Transferable Black-Box One-Shot Forging of Watermarks via Image Preference Models

TL;DR

This paper presents a black-box, one-shot method for forging watermarks in images using a preference model trained without real watermarks, demonstrating the vulnerability of current watermarking techniques.

Contribution

Introduces a preference model for watermark detection and a practical attack method that forges watermarks using only a single watermarked image without model knowledge.

Findings

Effective watermark forging across multiple models

Requires only one watermarked image for attack

Questions the robustness of existing watermarking methods

Abstract

Recent years have seen a surge in interest in digital content watermarking techniques, driven by the proliferation of generative models and increased legal pressure. With an ever-growing percentage of AI-generated content available online, watermarking plays an increasingly important role in ensuring content authenticity and attribution at scale. There have been many works assessing the robustness of watermarking to removal attacks, yet, watermark forging, the scenario when a watermark is stolen from genuine content and applied to malicious content, remains underexplored. In this work, we investigate watermark forging in the context of widely used post-hoc image watermarking.
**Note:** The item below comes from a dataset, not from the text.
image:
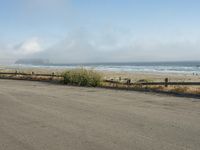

Our contributions are as follows. First, we introduce a preference model to assess whether an image is watermarked. The model is trained using a ranking loss on purely procedurally generated images without any need for real watermarks. Second, we demonstrate the model's capability to remove and forge watermarks by optimizing the input image through backpropagation. This technique requires only a single watermarked image and works without knowledge of the watermarking model, making our attack much simpler and more practical than attacks introduced in related work. Third, we evaluate our proposed method on a variety of post-hoc image watermarking models, demonstrating that our approach can effectively forge watermarks, questioning the security of current watermarking approaches. Our code and further resources are publicly available.